UK Energy Prices Problems
- rishamwaseem91
- 11 minutes ago
- 4 min read
The views and opinions expressed in this article are solely those of the author and do not necessarily reflect the collective position or official stance of the Croydon Community Energy (CCE).

Energy in the Autumn Budget
Following an unconventional key speech on the 4th of November, Rachel Reeves has set the stage to justify a potentially difficult autumn budget. It is understood by many that this Autumn budget plans to deduct the 5% VAT on energy bills, easing the squeeze of the cost-of-living crisis. These rumours have been welcomed by those who believe energy is a necessity, not a luxury. However, many environmentalists and economists have raised concerns. They argue that tax cuts should focus on electricity bills first, rather than splitting reductions between electricity and gas. Furthermore, as VAT is a percentage-based tax, this reduction would likely disproportionately benefit those already better off and could risk encouraging gas consumption, contributing to higher carbon emissions.
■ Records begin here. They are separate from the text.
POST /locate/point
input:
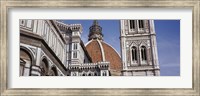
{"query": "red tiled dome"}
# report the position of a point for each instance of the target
(101, 51)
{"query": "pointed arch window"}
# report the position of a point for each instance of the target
(141, 23)
(134, 53)
(143, 53)
(132, 24)
(104, 73)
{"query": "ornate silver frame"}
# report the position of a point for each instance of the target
(7, 4)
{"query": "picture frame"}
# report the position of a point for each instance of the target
(4, 56)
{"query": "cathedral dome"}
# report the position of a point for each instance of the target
(100, 51)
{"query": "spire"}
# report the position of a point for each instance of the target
(95, 31)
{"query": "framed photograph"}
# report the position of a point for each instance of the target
(99, 47)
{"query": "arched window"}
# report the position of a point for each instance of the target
(143, 53)
(25, 61)
(44, 67)
(132, 24)
(95, 74)
(134, 53)
(104, 73)
(53, 72)
(141, 23)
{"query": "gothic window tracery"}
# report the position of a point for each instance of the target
(132, 24)
(44, 67)
(141, 23)
(25, 59)
(134, 53)
(104, 73)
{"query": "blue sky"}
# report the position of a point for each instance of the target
(167, 34)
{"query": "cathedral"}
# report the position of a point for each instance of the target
(53, 48)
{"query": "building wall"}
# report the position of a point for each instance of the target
(42, 42)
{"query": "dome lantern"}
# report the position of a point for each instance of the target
(95, 31)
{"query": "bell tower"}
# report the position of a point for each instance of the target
(139, 48)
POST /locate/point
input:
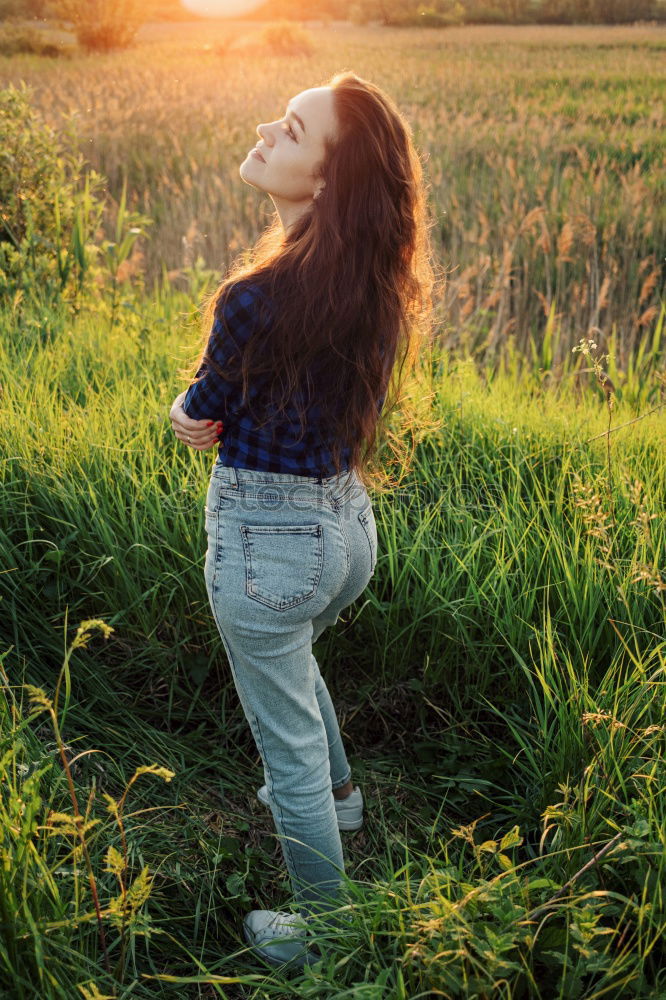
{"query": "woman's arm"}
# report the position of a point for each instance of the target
(198, 434)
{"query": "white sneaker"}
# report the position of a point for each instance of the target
(279, 937)
(349, 810)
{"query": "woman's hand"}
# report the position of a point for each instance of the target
(199, 434)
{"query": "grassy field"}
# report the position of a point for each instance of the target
(500, 684)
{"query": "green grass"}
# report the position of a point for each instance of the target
(500, 683)
(502, 679)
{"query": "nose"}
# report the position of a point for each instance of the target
(263, 132)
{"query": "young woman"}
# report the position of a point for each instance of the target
(300, 344)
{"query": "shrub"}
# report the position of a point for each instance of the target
(45, 218)
(100, 25)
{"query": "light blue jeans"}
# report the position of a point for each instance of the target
(286, 554)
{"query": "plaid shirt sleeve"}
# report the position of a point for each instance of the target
(212, 398)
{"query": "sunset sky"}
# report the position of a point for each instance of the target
(220, 8)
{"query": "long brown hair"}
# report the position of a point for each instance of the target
(352, 278)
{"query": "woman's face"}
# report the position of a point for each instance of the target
(293, 149)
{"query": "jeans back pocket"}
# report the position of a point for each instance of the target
(283, 563)
(367, 519)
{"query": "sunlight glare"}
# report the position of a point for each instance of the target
(220, 8)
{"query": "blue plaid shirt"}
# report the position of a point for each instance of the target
(242, 445)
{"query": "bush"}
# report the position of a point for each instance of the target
(101, 25)
(45, 216)
(15, 39)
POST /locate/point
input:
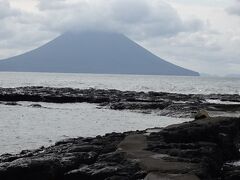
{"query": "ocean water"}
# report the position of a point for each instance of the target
(26, 127)
(177, 84)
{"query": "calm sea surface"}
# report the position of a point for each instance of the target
(186, 85)
(26, 127)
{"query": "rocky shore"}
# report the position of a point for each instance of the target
(165, 104)
(201, 149)
(207, 148)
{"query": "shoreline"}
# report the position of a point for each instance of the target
(165, 104)
(199, 149)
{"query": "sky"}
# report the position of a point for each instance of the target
(200, 35)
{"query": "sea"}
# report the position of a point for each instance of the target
(26, 127)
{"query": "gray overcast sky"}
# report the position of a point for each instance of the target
(203, 36)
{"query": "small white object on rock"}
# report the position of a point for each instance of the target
(202, 114)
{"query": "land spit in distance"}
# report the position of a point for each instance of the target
(200, 149)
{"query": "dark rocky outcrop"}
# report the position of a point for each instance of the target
(165, 104)
(201, 149)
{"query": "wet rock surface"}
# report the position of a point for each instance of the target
(165, 104)
(200, 149)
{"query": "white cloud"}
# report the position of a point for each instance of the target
(195, 35)
(235, 8)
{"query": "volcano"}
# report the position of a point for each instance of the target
(93, 52)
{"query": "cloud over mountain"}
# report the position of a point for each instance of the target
(188, 33)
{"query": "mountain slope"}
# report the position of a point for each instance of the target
(92, 52)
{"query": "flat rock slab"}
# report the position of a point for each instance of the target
(158, 176)
(134, 146)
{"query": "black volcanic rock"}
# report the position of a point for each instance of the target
(201, 149)
(93, 52)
This article goes on to discuss a few broader challenges of reducing energy bills and explores potential actions to address them. One key concern is the way marginal pricing in wholesale electricity markets sets consumer costs based on the most expensive generation source. Without targeted policies, such as reforming marginal pricing or introducing progressive support schemes, reductions risk benefiting high-consumption households while leaving those in fuel poverty behind. Policymakers therefore need to go beyond blanket tax cuts and implement measures that lift vulnerable households out of energy insecurity.
Marginal Price leads to Rising Costs
Last year, the UK's electricity costs were the highest in the G7 group of developed nations. Significant voices of the green energy sector, such as Dale Vince, founder of Ecotricity, have been clear about what move the government should make to lower these costs. It begins with separating the cost of gas from the cost of electricity.
Following the European energy crisis, marginally priced electricity markets (like the UK) have been under severe scrutiny. The UK is fortunate to generate electricity in a multitude of ways; our energy mix has roots in 19th-century industrialisation. However, managing an evolving energy mix remains challenging because it relies on an ageing grid and outdated policies. Our privatised network and market are not effective at serving their users.

So, what’s behind the power in our plug sockets? The electricity we receive in our home, in our wires and in our plugs is generated from a range of sources, illustrated above. Nevertheless, the price we pay is not representative of this proportional mix, but rather priced on the most expensive producer. The most expensive producer at present is gas. This means that we pay “gas prices” for every unit of electricity we use, even if it was produced using renewables. We, the consumer, pay for clean energy at the price of regressive, volatile, polluting gas. Furthermore, the UK gas market is integrated with European and global markets, thus domestic gas is priced the same as imported. This marginal pricing system is a major driver of high electricity costs.
Community Energy Solutions
As a nation, we are moving toward a modern grid, but this transition demands a new market structure. Solving this challenge will require exceptional socio-technical and economic collaboration. One of the most promising solutions to counter the flaws of marginal pricing is the growth of community energy. Community energy accelerates the net-zero transition while making it fairer and more inclusive. Initiatives like Croydon Community Energy do more than generate power; they build resilience and equity.
We’ve all seen the chokehold that privatisation can place on essential services. By keeping ownership local, renewable projects ensure profits stay within the community rather than flowing to distant shareholders. This revenue can fund discounted tariffs for vulnerable households and finance upgrades to reduce heat loss, directly cutting bills for those most at risk of fuel poverty. Local generation also strengthens energy security, shielding communities from global gas price volatility. Beyond affordability, community energy empowers people to take control of their energy future, turning consumers into stakeholders and making the transition to renewables inclusive and equitable.
Conclusion
Since 2021, the household electricity price cap set by regulator Ofgem has risen from £603 per year for average households to £926 per year – an increase of £324- or 54%. People are feeling the squeeze and doing all they can to make ends meet. Evidently, this issue is deeply political and requires parliamentary debate. However, rather than reform policy and clear the market, some disenfranchised members in the political sphere have begun calling for renewables defunding. Such a move would leave us greatly exposed to further global energy price hikes and market volatility. If we want affordable, secure energy, policymakers must act now to reform pricing and support community-led solutions. If conservationists shape the environmental safety of our energy mix, and engineers refine its efficiency, then it falls to politicians and economists to make it affordable.